Friday, November 1, 2013

Kenya camping:Tanzania Story – A drive through Time and Diversity


Covering approximately 365,000 square miles (945,000 square kilometers)—an area about one and one-half times the size of Texas, Tanzania lies on the east coast of Africa, just south of the equator. It shares borders with Kenya, Uganda, the Democratic Republic of the Congo, Rwanda, Burundi, Zambia, Malawi, Mozambique, and the Indian Ocean. 
Tanzania also shares three great lakes—Victoria, Tanganyika, and Malawi—with its neighbors. The country is comprised of a wide variety of aggro-ecological zones: low-lying coastal plains, a dry highland plateau, northern savannas, and cool, well-watered regions in the northwest and south.
The 120 ethnic groups that inhabit Tanzania have adapted to a wide range of geophysical and climatic conditions. The specific habits, customs, and life-views of each group have been influenced by tribal traditions and alliances, European invasions, population movements over the centuries, and introduced and endemic diseases.

In the late 1990s, the central political administration was moved from Dar es Salaam on the Indian Ocean coast to the more centrally located city of Dodoma, which lies in the middle of the central plateau. Because of Dodoma's dry climate, relative lack of economic development, and small size, however, the port of Dar es Salaam remains the urban center of national importance.

While each ethnic group speaks its own local language, almost all Tanzanians are also fluent in the national language, Swahili ( Kiswahili in Swahili), a coastal Bantu language strongly influenced by Arabic. The second official language is English, a vestige of the British colonial period. Most Tanzanians with postsecondary educations speak both official languages fluently in addition to their tribal language.
The country’s first president and founder father Mwalimu J. Nyerere encouraged the adoption of Swahili for all Tanzanians in a concerted and successful effort to enable people from different parts of the country to communicate with one another and to encourage them to identify themselves as one people. The use of a single common language has greatly facilitated

The current population in Tanzania is approximately 30 million, comprised of indigenous peoples and Pakistani, Indian, Arab, and European subpopulations. There are heavy population concentrations in the urban centers (including Dar es Salaam, Mwanza, Tabora, and Mbeya), in the foothills of Mount Kilimanjaro, and along the coast of Lake Malawi.

It is said that the mainland portion of what is now Tanzania was named by a British civil servant in 1920, from the Swahili words tanga (sail) and nyika (bright arid plain). Thus, what was known formerly as German East Africa became Tanganyika Territory.
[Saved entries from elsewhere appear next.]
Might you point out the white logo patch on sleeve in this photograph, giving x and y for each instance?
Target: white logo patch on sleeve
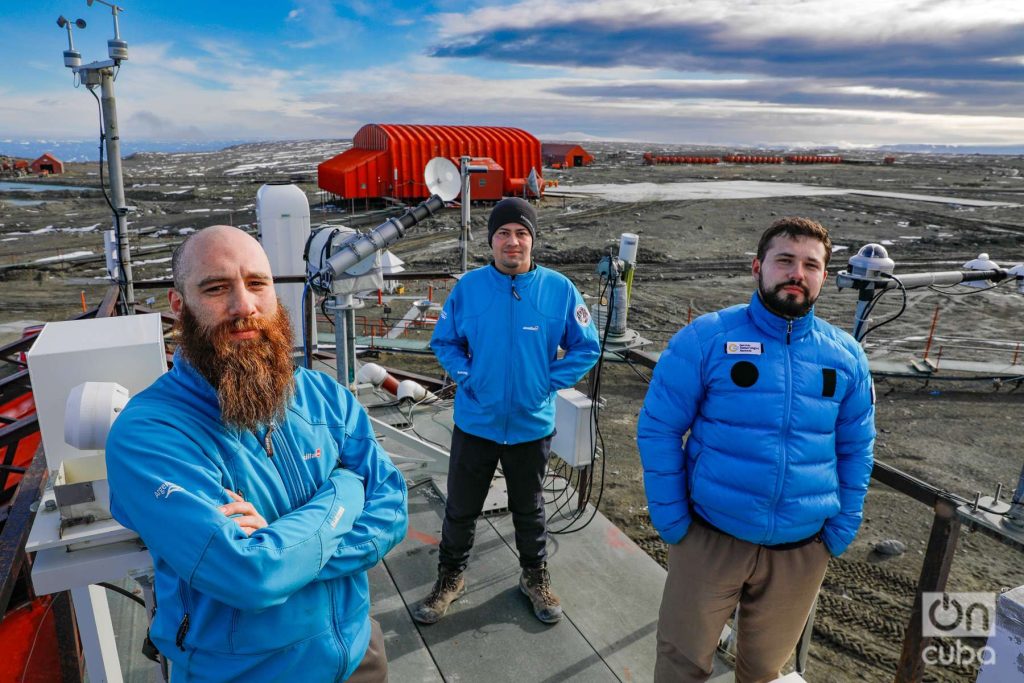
(583, 315)
(165, 489)
(337, 516)
(743, 348)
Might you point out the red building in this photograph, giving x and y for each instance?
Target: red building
(388, 160)
(47, 164)
(565, 156)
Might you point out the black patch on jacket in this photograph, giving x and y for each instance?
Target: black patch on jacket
(744, 374)
(827, 382)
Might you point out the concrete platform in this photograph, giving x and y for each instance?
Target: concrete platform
(610, 592)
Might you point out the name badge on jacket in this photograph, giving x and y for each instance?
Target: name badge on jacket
(743, 348)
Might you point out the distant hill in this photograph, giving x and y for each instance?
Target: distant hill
(84, 151)
(1013, 150)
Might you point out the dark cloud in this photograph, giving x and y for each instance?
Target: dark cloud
(948, 96)
(711, 46)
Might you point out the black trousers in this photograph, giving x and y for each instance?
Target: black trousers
(471, 468)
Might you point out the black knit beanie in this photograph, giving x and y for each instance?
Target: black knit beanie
(512, 210)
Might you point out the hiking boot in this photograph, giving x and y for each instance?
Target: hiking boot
(449, 588)
(536, 585)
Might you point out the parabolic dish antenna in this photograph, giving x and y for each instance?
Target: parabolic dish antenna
(442, 178)
(532, 184)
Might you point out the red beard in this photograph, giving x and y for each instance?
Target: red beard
(252, 377)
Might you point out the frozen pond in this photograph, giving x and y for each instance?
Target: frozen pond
(40, 187)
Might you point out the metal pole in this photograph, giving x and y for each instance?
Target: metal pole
(464, 239)
(934, 572)
(350, 347)
(860, 316)
(341, 340)
(117, 182)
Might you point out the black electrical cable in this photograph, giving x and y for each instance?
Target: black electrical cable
(121, 280)
(946, 289)
(893, 317)
(633, 367)
(596, 436)
(118, 589)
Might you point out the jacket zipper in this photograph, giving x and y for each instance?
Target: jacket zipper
(508, 367)
(337, 630)
(179, 637)
(785, 428)
(267, 443)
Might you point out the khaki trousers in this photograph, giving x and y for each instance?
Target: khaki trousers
(709, 573)
(373, 669)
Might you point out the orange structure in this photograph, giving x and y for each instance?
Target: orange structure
(387, 160)
(813, 159)
(650, 160)
(47, 164)
(565, 156)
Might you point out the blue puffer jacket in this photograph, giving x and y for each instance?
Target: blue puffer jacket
(498, 337)
(781, 422)
(291, 601)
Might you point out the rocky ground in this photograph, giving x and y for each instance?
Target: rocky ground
(694, 257)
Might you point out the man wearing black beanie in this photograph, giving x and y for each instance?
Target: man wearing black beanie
(498, 337)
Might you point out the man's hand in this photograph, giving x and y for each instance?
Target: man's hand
(243, 513)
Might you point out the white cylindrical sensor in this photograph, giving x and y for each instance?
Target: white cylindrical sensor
(628, 248)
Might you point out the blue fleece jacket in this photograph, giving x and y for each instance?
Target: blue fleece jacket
(781, 427)
(292, 600)
(498, 337)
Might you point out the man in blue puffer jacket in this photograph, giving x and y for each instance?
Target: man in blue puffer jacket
(259, 489)
(772, 478)
(498, 337)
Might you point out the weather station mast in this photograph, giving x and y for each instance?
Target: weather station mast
(103, 74)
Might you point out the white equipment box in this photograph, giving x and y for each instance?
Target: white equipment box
(127, 349)
(574, 428)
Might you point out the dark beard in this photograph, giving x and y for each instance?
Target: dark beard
(252, 377)
(785, 305)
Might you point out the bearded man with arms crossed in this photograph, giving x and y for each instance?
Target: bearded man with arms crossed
(258, 488)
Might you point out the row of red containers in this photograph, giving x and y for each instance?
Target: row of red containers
(748, 159)
(650, 159)
(813, 159)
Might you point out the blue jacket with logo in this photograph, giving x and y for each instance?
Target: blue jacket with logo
(781, 422)
(292, 600)
(498, 337)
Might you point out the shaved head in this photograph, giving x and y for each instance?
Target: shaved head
(218, 239)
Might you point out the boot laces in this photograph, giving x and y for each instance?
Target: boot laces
(540, 581)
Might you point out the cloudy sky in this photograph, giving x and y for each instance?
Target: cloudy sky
(716, 72)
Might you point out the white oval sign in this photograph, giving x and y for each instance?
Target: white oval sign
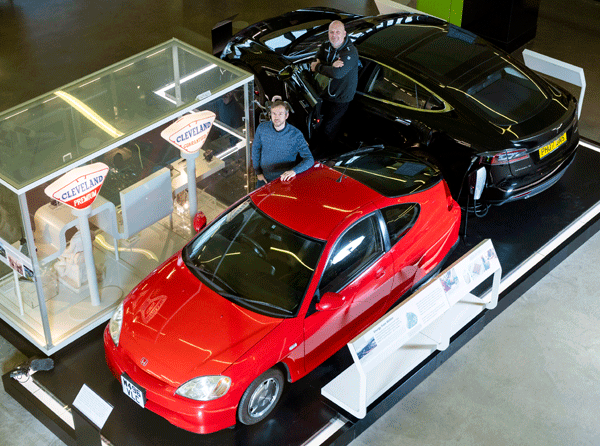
(79, 187)
(189, 132)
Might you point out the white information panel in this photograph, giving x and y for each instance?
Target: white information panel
(391, 347)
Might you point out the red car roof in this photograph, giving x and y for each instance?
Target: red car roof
(316, 204)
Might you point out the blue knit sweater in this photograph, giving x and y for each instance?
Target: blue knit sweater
(275, 152)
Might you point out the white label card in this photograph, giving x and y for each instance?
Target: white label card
(92, 406)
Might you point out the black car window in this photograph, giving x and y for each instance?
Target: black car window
(358, 248)
(399, 219)
(505, 95)
(391, 85)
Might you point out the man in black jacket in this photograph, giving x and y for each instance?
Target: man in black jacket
(338, 60)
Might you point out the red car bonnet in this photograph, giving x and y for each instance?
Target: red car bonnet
(183, 329)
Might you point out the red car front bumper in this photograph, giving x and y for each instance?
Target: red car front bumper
(201, 417)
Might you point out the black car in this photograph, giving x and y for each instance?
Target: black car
(456, 98)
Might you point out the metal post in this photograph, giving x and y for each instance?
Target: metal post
(88, 252)
(36, 270)
(190, 159)
(176, 76)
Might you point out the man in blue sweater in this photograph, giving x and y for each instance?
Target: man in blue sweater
(276, 147)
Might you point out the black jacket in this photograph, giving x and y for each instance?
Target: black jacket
(343, 81)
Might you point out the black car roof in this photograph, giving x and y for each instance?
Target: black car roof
(389, 172)
(444, 51)
(427, 44)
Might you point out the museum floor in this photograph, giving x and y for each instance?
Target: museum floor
(530, 377)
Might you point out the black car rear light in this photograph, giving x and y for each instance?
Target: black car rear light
(507, 157)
In 1964, Tanganyika was joined with Zanzibar, an offshore archipelago of islands, to form the present United Republic of Tanzania. Because of a unique combination of historic and cultural factors, Tanzanians share strong feelings of national pride and cohesion.
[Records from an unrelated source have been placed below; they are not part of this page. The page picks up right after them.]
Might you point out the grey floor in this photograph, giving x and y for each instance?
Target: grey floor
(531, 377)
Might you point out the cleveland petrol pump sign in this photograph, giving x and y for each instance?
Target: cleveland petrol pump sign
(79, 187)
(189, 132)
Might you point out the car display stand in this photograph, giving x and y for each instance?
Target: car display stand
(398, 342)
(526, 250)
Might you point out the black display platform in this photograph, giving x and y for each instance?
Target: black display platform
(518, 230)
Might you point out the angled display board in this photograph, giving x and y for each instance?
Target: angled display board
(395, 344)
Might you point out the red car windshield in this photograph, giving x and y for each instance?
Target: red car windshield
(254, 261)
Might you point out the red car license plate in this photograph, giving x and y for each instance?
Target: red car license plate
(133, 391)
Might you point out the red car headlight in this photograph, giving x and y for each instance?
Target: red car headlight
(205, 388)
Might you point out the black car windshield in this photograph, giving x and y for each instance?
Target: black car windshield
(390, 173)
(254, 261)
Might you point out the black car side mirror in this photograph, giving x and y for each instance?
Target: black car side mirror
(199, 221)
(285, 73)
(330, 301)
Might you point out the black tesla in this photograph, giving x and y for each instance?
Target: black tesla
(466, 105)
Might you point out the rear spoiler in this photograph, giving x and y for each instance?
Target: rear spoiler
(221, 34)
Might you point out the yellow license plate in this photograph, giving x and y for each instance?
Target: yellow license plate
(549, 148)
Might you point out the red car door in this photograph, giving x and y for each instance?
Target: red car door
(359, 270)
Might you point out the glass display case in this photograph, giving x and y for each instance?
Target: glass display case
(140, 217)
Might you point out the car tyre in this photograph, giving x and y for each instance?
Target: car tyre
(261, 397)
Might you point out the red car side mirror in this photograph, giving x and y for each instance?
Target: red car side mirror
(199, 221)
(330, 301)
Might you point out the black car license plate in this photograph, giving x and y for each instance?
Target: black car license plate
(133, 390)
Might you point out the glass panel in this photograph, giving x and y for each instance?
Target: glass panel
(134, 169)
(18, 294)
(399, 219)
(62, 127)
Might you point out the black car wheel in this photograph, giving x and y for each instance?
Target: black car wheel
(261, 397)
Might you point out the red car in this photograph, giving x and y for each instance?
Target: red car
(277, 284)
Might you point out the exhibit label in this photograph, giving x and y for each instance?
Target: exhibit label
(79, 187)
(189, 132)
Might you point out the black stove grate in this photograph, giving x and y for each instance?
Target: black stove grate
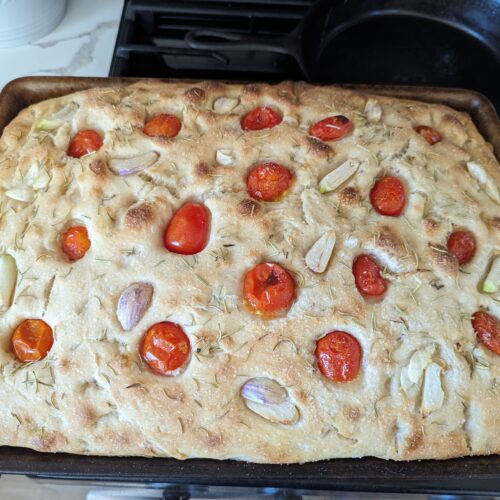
(151, 39)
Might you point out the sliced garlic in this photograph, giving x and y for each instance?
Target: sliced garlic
(65, 114)
(8, 280)
(225, 104)
(21, 193)
(270, 400)
(224, 157)
(319, 254)
(491, 283)
(133, 304)
(338, 176)
(406, 384)
(133, 164)
(373, 110)
(484, 180)
(433, 394)
(36, 177)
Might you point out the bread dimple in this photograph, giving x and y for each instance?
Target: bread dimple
(94, 395)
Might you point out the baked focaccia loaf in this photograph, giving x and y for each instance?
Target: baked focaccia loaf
(275, 274)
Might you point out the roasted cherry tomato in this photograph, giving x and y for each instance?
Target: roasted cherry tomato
(331, 128)
(431, 135)
(268, 181)
(367, 276)
(462, 245)
(165, 348)
(75, 242)
(487, 329)
(388, 196)
(187, 231)
(338, 356)
(163, 125)
(32, 340)
(83, 143)
(268, 288)
(261, 118)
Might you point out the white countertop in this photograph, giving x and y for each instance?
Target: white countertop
(82, 44)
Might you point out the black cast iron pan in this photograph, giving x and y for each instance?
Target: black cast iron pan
(394, 42)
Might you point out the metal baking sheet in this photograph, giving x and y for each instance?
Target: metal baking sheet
(470, 475)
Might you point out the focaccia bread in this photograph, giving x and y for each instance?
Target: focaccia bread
(428, 383)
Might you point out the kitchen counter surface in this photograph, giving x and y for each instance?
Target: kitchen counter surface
(82, 44)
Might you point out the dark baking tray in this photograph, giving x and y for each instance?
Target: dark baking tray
(471, 475)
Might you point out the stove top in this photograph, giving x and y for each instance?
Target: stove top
(150, 40)
(387, 46)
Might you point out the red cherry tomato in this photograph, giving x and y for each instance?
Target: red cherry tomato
(367, 277)
(487, 329)
(83, 143)
(165, 348)
(431, 135)
(32, 340)
(462, 245)
(268, 288)
(268, 181)
(187, 231)
(261, 118)
(75, 242)
(338, 356)
(388, 196)
(331, 128)
(163, 125)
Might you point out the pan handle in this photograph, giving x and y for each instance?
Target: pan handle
(233, 42)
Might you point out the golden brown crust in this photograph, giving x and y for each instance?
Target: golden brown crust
(93, 394)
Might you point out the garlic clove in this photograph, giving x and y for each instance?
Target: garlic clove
(491, 283)
(338, 176)
(224, 157)
(133, 164)
(484, 180)
(285, 413)
(225, 104)
(8, 280)
(373, 110)
(65, 114)
(433, 394)
(264, 390)
(21, 193)
(406, 384)
(270, 400)
(133, 304)
(318, 256)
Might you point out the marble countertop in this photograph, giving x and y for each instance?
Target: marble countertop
(82, 44)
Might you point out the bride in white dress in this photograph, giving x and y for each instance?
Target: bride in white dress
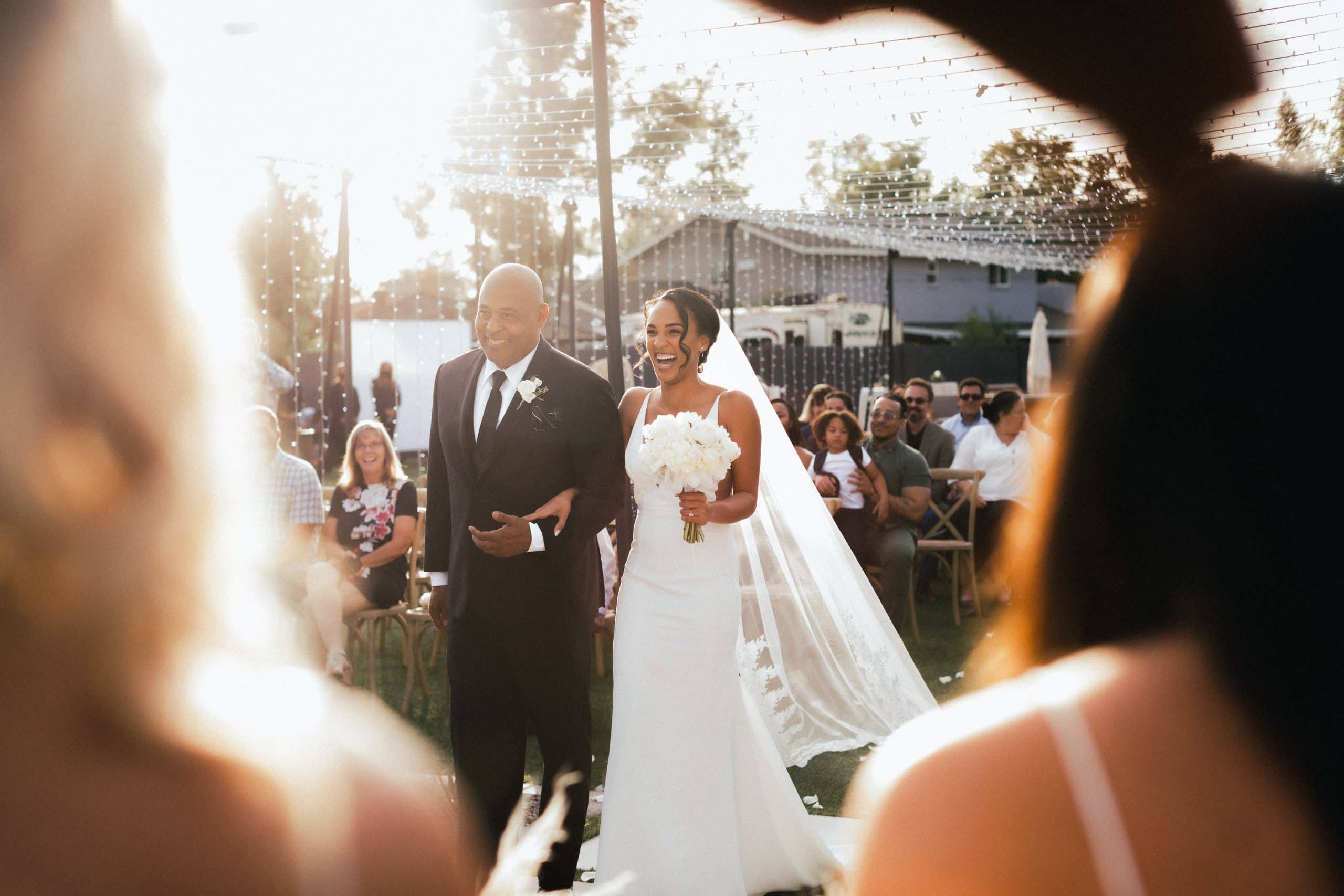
(698, 800)
(706, 714)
This sense of nationalism has served to keep the country at peace for over two decades, while most of its neighbors have been involved intermittently in catastrophically destructive civil and cross-border wars. Tanzanians have been able to resolve most internal problems without resorting to violence because of a shared language, the lack of political or economic dominance by any ethnic group, and the strong leadership provided by Julius Nyerere (1922–1999), the first president of Tanzania.
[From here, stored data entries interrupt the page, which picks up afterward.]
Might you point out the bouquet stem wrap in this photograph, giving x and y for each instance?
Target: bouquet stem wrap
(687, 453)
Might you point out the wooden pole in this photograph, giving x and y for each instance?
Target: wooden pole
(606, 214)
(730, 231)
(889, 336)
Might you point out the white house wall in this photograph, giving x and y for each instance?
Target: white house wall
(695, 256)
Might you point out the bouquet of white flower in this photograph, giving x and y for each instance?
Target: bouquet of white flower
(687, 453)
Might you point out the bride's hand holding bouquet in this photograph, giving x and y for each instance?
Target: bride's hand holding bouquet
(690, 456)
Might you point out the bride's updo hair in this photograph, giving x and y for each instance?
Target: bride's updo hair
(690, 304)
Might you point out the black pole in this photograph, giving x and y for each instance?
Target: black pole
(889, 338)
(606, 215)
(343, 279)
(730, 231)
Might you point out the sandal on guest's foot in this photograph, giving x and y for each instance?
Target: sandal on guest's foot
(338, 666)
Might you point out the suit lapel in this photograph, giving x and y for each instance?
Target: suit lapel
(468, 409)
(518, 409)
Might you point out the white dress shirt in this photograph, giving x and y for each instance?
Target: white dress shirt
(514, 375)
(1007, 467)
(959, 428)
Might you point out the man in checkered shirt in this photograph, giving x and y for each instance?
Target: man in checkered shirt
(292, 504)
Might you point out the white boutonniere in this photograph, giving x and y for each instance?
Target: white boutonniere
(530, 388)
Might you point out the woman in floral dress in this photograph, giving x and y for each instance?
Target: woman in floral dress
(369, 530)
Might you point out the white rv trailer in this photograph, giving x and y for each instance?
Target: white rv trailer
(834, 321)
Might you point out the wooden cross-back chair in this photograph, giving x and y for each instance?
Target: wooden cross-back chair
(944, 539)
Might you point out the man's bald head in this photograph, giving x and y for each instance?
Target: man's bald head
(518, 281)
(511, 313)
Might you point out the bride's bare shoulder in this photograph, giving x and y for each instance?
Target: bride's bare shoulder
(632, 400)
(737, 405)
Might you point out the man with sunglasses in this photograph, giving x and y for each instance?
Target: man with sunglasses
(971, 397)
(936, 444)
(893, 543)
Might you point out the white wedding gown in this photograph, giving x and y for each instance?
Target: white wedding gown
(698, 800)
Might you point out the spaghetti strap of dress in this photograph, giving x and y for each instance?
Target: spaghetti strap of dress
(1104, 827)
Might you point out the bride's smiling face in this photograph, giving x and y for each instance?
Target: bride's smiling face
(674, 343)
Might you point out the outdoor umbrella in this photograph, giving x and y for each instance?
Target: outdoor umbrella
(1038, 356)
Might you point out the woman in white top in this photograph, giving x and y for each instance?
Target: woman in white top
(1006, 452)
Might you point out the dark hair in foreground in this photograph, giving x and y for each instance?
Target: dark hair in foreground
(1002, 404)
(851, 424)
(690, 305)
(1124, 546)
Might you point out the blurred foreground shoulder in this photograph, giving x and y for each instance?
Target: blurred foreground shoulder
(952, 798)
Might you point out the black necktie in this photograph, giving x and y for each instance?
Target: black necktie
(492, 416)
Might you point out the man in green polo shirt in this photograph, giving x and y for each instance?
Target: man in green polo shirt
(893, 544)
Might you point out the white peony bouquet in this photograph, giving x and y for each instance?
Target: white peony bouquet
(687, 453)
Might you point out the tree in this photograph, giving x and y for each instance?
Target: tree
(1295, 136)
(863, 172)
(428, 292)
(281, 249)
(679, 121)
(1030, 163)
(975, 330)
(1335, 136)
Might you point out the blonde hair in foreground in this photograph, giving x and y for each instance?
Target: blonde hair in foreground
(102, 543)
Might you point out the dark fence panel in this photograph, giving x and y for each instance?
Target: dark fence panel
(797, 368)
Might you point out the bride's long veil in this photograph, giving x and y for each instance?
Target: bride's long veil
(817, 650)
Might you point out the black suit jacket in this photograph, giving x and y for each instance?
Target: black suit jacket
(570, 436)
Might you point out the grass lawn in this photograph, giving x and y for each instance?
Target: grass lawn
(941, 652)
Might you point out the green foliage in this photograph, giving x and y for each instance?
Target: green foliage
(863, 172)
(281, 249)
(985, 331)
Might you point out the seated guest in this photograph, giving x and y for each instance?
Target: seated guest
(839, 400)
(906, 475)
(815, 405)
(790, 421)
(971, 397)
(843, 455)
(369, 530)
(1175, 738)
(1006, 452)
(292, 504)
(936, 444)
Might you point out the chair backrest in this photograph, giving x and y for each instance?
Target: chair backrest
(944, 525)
At the same time, however, repressive, corrupting influences emanating from the colonial, socialist, and capitalist eras have fostered among many Tanzanians an attitude of dependency and fatalistic resignation that helps keep the country one of the poorest in the world.

Tanzania was cradle to some of the earliest hominids on earth, made famous by the discoveries of Louis and Mary Leakey at Olduvai Gorge. Bantu-speaking peoples migrated to eastern Africa at the same time that trade between Arabic-speaking peoples and coastal populations was initiated in the first century B.C.E. By the twelfth century, Arab trading posts were well established along the coast and on some islands.